The VR Esports Beginners Guide

Table of Contents

5 Reasons You Should Get Involved with VR Esports RIGHT NOW

There’s been an increasing amount of attention placed on VR esports, with mainstream media figures starting to notice that yes, this scene exists, and it represents the next wave of competitive entertainment. With that additional attention, there’s been an influx of questions about how to get into it.

While this is a subject near and dear to my heart and I could talk for hours about it - I wrote the literal book on competition - I’m breaking from my normal, long-winded format here and giving you a compact list of reasons why you should give it a shot.

If you want more in-depth explanations, my other videos about esports and my book are both much deeper resources.
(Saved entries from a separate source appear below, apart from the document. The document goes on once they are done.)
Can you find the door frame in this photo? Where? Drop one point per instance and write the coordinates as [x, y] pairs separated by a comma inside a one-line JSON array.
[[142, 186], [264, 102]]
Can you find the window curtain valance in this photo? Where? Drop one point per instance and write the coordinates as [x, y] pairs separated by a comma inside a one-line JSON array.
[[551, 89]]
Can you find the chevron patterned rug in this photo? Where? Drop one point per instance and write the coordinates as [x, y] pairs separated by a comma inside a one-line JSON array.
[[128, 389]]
And, of course, if you enjoy this video, share it with any friends who you think should also give VR esports a shot.

#1: You Have Nothing to Lose & Everything to Gain

First and foremost, competing (at least in VR esports) is free, meaning the downside is practically zero. If you don’t enjoy it for any reason, you can simply drop out and do something else with your time.

But if you like it, you’ll have an infinite field of possibilities in front of you. Prize money can be won, lifelong friends can be made, and valuable skills such as teamwork, communication, and strategic planning can all be refined to an extremely high level.
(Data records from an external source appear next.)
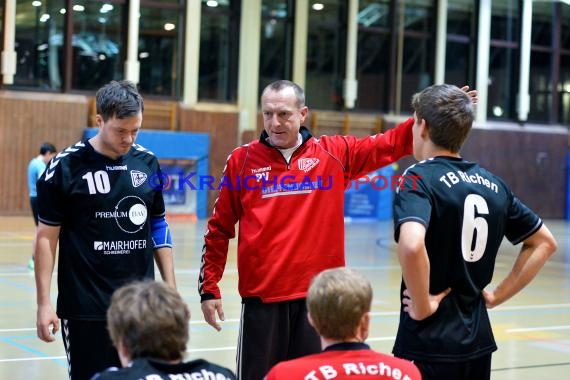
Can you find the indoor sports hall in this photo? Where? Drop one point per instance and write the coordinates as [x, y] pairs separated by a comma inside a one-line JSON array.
[[201, 65], [532, 330]]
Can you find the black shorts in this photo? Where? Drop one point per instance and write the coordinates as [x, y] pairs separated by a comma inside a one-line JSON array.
[[34, 206], [88, 347], [476, 369], [270, 333]]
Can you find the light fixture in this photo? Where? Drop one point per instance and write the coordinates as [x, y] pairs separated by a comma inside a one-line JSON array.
[[318, 6]]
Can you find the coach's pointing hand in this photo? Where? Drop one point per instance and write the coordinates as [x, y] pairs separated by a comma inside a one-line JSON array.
[[209, 308]]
Best of all, you don’t have to go anywhere to do it! All of this upside can be enjoyed from the comfort of your home, unless you get good enough to play in a LAN like the upcoming IVRL Vail LAN in Miami - in which case you’ll get a fully-paid for trip to one of the most exciting cities in the world.

Yes, you do have to own a VR headset, but if you can afford a console or gaming PC, you can easily afford a headset, and the potential upside is so gigantic it should be considered an investment rather than an outright expense.

Let me be as clear as possible: If you get involved now, you can be part of something truly transformational in the history of not only esports, but gaming in general.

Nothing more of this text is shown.